Lock validation before writes
One of the biggest problems with coordination in distributed systems is dealing with isolation
from the distributed coordination system.
Several reasons may cause isolation and the ideal response may be different.
Unfortunately, some reasons look the same to the application but may be very different:
- The application is partitioned away from the coordinator.
The coordinator is still running but thinks we are not so it will release resources
we think are currently entitled to have.
This may lead to mutual exclusion violations for locks, multiple primaries, etcetera.
- The coordination service is down.
In this case the application will still be running but fail to check in with the coordinator
and choose to relinquish control of acquired resources.
This would lead to a spontaneous denial of services: the servers could provide whichever
service it is supposed to but because they can’t decide which one of them should nobody does.

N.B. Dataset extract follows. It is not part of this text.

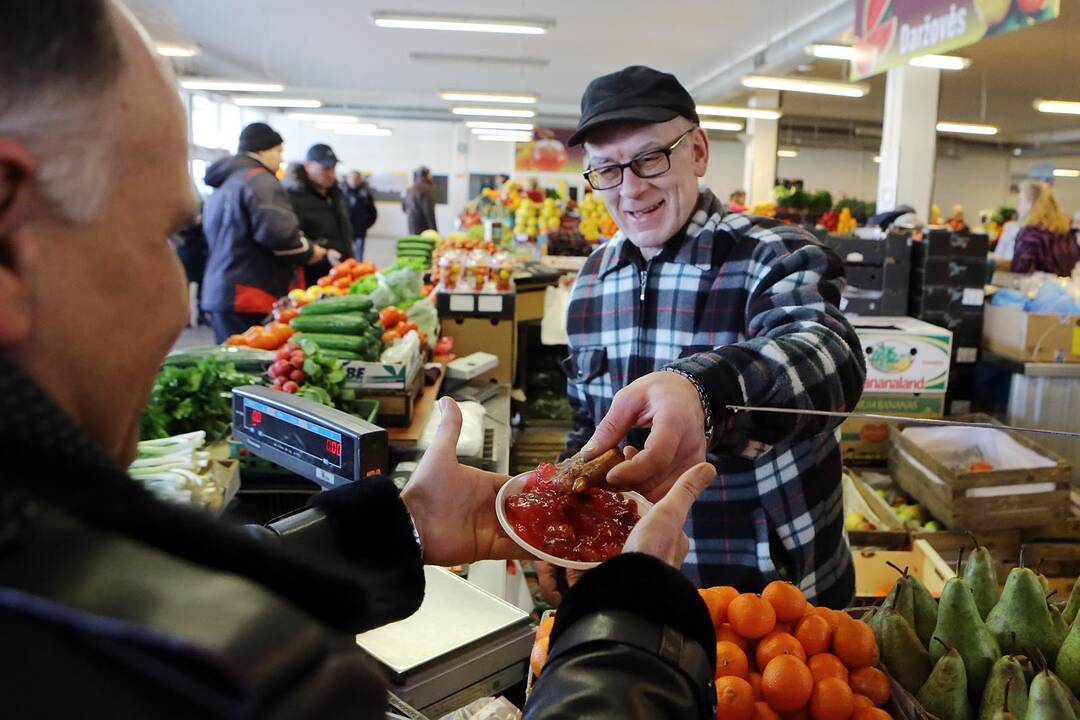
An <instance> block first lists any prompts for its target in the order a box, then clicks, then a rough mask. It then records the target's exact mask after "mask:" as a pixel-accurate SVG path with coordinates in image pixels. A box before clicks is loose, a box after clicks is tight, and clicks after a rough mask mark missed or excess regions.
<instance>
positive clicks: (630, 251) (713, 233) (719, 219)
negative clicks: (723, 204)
mask: <svg viewBox="0 0 1080 720" xmlns="http://www.w3.org/2000/svg"><path fill="white" fill-rule="evenodd" d="M723 218H724V205H723V203H720V201H719V200H717V198H716V195H714V194H713V191H712V190H708V189H707V188H706V189H704V190H702V191H701V192H700V193H699V194H698V204H697V205H696V206H694V210H693V214H692V215H691V216H690V220H689V221H688V222H687V223H686V226H685V227H684V228H683V229H681V230H679V231H678V232H677V233H675V236H674V237H672V239H671V240H669V241H667V242H666V243H664V246H663V248H662V249H661V250H660V254H659V255H657V259H658V260H661V261H663V262H674V263H677V264H692V266H696V267H697V268H698V269H699V270H708V269H710V268H711V267H713V262H714V255H715V249H716V245H717V243H719V242H723V240H720V239H717V236H716V235H717V231H718V230H720V228H719V226H720V223H721V221H723ZM643 262H644V260H643V257H642V252H640V250H639V249H638V248H637V246H636V245H634V244H633V243H632V242H630V240H629V239H627V237H626V235H624V234H623V232H622V231H621V230H620V231H619V232H617V233H616V234H615V236H613V237H612V239H611V240H610V241H608V244H607V245H606V246H605V248H604V256H603V258H602V259H600V266H599V269H598V270H597V275H598V276H599V277H604V276H605V275H607V274H608V273H610V272H613V271H616V270H619V269H621V268H624V267H626V266H630V264H633V266H638V267H639V266H640V264H642V263H643Z"/></svg>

- An application server is partitioned with a coordinator server.
The result here depends mostly on what the coordination system does.
If the coordination system detects it is unable to provide its services to the application
we likely fallback to the case where the application thinks the coordinator is down.
If the coordination system ignores the fact that it is in the minority … you should stop using it!
Replicante chooses consistency over availability: if the coordinator is not responsive, application
processes will assume they have no right to the resources they have and stop working.
The problem is the application process can’t ensure the lock is held and the coordination works before
a write operation is performed.
This is because between the check and the write the lock may be lost for a number of reasons.
At the same time the code complexity grows fast and performance of both application and coordinator
decrease when the process attempts to ensure it holds the lock very often.
Replicante checks it holds locks before operations are performed and, for long held locks,
periodically in reasonable places (at the beginning and/or end of tasks).
This means the window of opportunity for the lock to be though as held by the application
but not by the coordinator is limited but still large.
Why delay improving?
- This has not caused issues yet.
- There is no definitive solutions, just ways to make it slightly better.
Potential improvement
Replicante could check its locks before every write operation to reduce that window
of opportunity to a write operation alone.
Downsides the new solution/idea
- Overly complex.
- Repeated checks are expensive.
- Still does not guarantee correctness.